How the Nazis of Germany Studied the Roma and What They Did to the Roma
For centuries, the Roma in Europe were persecuted as a harmful people. Pagans, outcasts, criminals – Europeans have called them since ancient times. Is it any wonder that after the Nazis came to power, Germany tried to investigate and solve the Roma question? In Hitler’s Aryan theory, the Gypsies were not immediately identified as Jews by the sworn enemies of humanity. Moreover, they may have been with the blood of the first Aryans of Hindustan.
Therefore, in order to figure out what to do with the Gypsies, Hitler ordered the creation of a special department in his delusional Institute of Racial Hygiene. From 1936 to 1938, great scientists with Ph.D.s in all seriousness divided the Gypsies into species and subspecies.

Nazi scientist Ritter takes blood from a Gypsy woman for racial analysis
It was decided whether the enemies of the Third Reich were pure Gypsies, partial Gypsies – Germans with Gypsy blood from mixed marriages. Special Gypsy decrees were drafted to discriminate against the free people.
After extensive research in Gypsy camps, scholars wrote 24,500 reports and concluded that the Gypsies were not Aryans and were enemies of the Reich, as huge numbers of Germans engaged in incestuous liaisons, eroding the Aryan core with Gypsy half-breeds.

Nazi Sophie Ehrhardt tries to befriend gypsies in order to get a racial interview about intelligence
They concluded that it was necessary to liberate the German world from all Gypsies and Germans with Gypsy parents. In addition, all vagrants, prostitutes, homeless people, and dependents in orphanages were classified as gypsies. Nazi bureaucrats counted 500,000 of them in Western Europe.

A gypsy woman tries to escape from the Recreation Zone (ghetto). A shot of an SS soldier before being shot.
Having familiarized himself with the conclusions of the “scientists”, the leader of the SS, Heinrich Himmler, ordered to solve the Gypsy question as soon as possible. And he proposed to deport all the Roma to Africa so that they could roam among Bedouins like them. However, this could not be done until the victory of the Reich, and the victory dragged on, and the Second World War began. And the Germans solved the problem in their habitual cruelty.
Gypsies began to be evicted from German towns and villages, forced to live in special ghettos inside Germany and the occupied territories, and after the seizure of Poland, the Nazis decided to resettle all the Roma there. Gypsy law was not passed to cover up the genocide of ghettos in which Roma died of starvation and disease, mockingly called “Recreation Zones”.

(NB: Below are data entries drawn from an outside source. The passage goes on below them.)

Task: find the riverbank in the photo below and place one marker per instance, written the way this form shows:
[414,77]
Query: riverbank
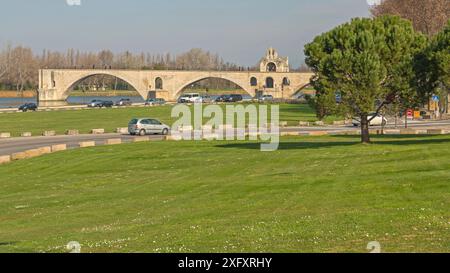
[11,94]
[17,94]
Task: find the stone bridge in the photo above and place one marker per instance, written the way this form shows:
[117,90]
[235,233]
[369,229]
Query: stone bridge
[55,85]
[273,78]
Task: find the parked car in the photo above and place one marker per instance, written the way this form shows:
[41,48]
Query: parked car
[206,99]
[155,102]
[222,98]
[190,98]
[100,104]
[28,107]
[265,98]
[145,126]
[229,98]
[378,120]
[235,98]
[124,102]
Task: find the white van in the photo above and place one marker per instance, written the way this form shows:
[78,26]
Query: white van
[190,98]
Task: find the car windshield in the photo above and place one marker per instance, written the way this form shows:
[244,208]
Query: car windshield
[133,121]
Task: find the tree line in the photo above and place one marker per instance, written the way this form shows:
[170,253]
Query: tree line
[19,65]
[377,64]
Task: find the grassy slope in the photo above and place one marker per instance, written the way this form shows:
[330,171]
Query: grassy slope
[110,119]
[313,195]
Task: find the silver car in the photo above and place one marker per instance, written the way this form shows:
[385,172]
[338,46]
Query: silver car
[147,126]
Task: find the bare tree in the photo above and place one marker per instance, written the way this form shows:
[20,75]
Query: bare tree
[427,16]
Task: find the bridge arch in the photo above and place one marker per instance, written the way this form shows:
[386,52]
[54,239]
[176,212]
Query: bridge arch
[300,89]
[190,82]
[68,88]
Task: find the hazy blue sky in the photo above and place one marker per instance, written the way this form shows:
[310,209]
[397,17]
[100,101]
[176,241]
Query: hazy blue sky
[239,30]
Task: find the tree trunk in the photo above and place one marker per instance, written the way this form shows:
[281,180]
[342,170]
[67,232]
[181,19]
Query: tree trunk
[365,136]
[406,120]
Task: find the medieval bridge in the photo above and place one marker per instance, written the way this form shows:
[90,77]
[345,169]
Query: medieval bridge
[273,78]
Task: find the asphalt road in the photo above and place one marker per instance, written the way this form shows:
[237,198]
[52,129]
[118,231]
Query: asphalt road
[14,145]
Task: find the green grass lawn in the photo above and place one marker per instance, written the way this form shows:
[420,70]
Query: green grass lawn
[110,119]
[323,194]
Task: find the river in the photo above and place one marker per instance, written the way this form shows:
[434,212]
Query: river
[16,102]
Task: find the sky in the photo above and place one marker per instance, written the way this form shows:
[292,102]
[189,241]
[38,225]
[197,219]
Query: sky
[238,30]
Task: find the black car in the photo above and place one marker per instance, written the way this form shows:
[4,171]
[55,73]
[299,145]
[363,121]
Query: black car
[124,102]
[28,107]
[235,98]
[100,104]
[108,103]
[223,98]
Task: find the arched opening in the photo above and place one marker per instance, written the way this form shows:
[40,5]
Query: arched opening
[101,87]
[158,84]
[269,82]
[304,90]
[213,87]
[271,67]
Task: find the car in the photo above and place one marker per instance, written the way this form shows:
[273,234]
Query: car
[28,107]
[190,98]
[222,98]
[100,104]
[229,98]
[155,102]
[235,98]
[124,102]
[378,120]
[206,99]
[146,126]
[265,98]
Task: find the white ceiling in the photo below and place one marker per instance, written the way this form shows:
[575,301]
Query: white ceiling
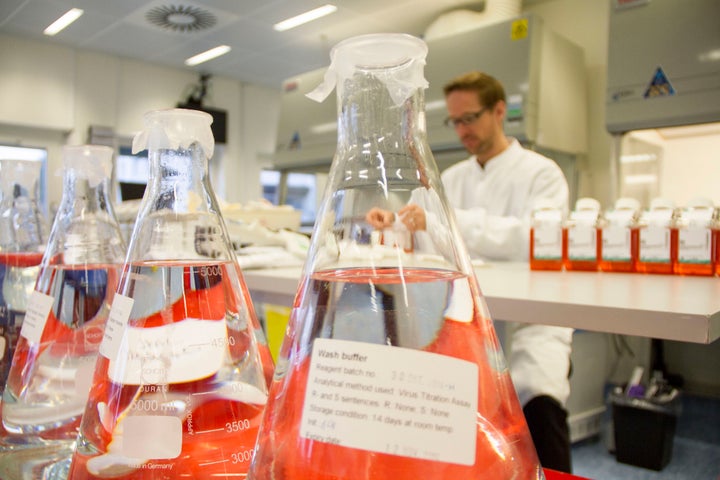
[259,55]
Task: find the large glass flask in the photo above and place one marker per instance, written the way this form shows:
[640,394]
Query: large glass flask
[22,242]
[390,368]
[47,388]
[182,376]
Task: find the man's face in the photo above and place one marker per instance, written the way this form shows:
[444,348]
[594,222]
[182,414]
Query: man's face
[473,123]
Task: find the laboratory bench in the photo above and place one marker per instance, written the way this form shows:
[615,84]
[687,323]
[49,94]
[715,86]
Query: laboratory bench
[668,307]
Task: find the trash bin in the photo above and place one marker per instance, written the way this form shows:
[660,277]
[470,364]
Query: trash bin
[644,429]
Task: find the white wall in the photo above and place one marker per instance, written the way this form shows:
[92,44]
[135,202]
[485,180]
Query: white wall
[50,95]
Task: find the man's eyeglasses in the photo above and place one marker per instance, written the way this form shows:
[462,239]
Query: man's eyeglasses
[465,120]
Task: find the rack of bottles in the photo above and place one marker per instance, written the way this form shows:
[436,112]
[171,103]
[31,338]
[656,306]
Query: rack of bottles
[661,239]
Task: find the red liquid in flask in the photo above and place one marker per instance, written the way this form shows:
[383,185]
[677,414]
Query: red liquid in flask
[503,448]
[49,380]
[189,402]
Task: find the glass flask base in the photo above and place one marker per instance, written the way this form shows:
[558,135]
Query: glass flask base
[48,460]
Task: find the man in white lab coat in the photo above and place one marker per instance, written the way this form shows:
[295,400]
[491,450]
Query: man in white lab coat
[493,193]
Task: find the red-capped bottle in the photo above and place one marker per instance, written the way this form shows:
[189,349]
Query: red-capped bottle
[583,236]
[658,234]
[546,236]
[696,228]
[620,236]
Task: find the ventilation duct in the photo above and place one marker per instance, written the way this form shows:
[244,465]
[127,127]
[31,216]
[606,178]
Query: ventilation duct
[462,20]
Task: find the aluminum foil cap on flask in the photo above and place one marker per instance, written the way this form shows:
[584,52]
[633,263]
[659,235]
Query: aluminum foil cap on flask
[181,379]
[390,367]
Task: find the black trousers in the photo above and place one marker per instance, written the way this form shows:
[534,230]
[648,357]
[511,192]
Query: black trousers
[547,421]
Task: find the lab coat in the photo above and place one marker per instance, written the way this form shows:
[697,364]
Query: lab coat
[493,207]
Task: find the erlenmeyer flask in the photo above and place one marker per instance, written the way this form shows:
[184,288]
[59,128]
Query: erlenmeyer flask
[390,367]
[47,388]
[182,376]
[22,242]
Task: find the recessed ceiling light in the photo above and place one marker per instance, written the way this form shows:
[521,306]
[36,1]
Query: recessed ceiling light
[306,17]
[62,22]
[207,55]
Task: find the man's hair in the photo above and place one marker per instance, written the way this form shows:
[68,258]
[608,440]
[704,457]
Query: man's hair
[488,88]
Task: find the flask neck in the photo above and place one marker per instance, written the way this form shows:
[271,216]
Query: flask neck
[85,230]
[178,179]
[179,218]
[369,117]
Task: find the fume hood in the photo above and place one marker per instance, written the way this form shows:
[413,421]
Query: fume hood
[663,64]
[543,74]
[663,99]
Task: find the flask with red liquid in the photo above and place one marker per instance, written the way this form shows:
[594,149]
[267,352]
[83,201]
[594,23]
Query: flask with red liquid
[546,237]
[696,231]
[658,238]
[583,236]
[22,242]
[390,367]
[620,236]
[48,384]
[183,368]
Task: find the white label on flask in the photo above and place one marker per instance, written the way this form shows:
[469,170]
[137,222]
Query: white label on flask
[36,314]
[392,400]
[115,326]
[582,243]
[178,352]
[149,436]
[547,242]
[655,244]
[616,243]
[694,245]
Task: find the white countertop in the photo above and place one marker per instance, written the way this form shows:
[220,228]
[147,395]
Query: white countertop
[672,307]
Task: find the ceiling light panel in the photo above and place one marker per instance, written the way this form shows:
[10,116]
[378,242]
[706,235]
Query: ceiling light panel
[305,17]
[63,22]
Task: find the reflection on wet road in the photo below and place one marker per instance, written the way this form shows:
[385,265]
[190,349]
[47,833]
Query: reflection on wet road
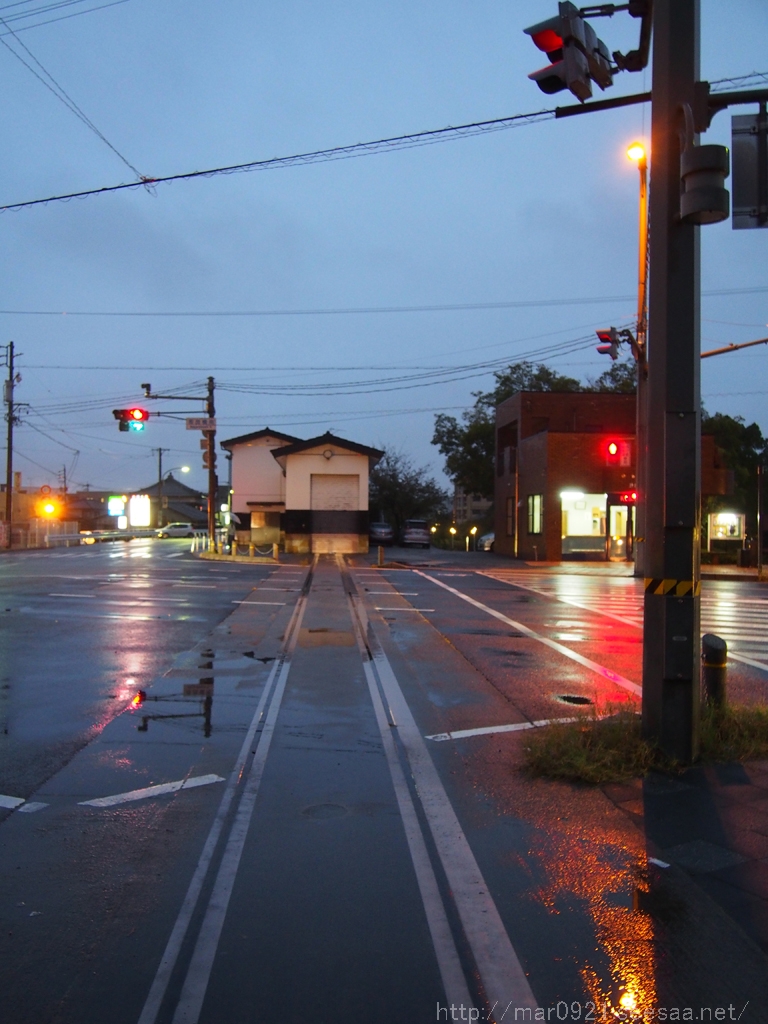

A gypsy woman with a child before being sent to the Buchenwald concentration camp
As the world war intensified, the mask of shame was thrown off. And in 1941, the mass deportation of Roma to the newly created death camps in Poland began. Gypsies from the occupied territories of the USSR were also brought there, their flow was small, since a significant part of the Roma camps left with the Soviet army, and the rest were shot together with the Jews by the SS Sonderkommandos.
At the beginning of 1942, Himmler reported to the Fuehrer that there were no more Gypsies in Germany. For hundreds of thousands of adults and children, the journey to the gas chambers and crematoria began. Gypsies became the objects of terrible medical experiments, they were frozen in ice water, infected with viruses and did other things that are better not to talk about.

“A girl plays with a ball”. Monument to the Gypsies in Düsseldorf (Germany)
A sad monument to the Roma genocide was the Roma camp at Auschwitz, where 190,000 people entered and did not return. According to historians, the genocide of the Roma took about 400 thousand lives.
And in the Soviet Union, the Roma contributed to the victory. Thousands of Roma fought as ordinary soldiers, tankers and pilots, and were awarded high titles, including Heroes of the Soviet Union. Gypsy tanks and planes built with barons’ money tore apart Aryan heads with the fury of Stalin’s steel.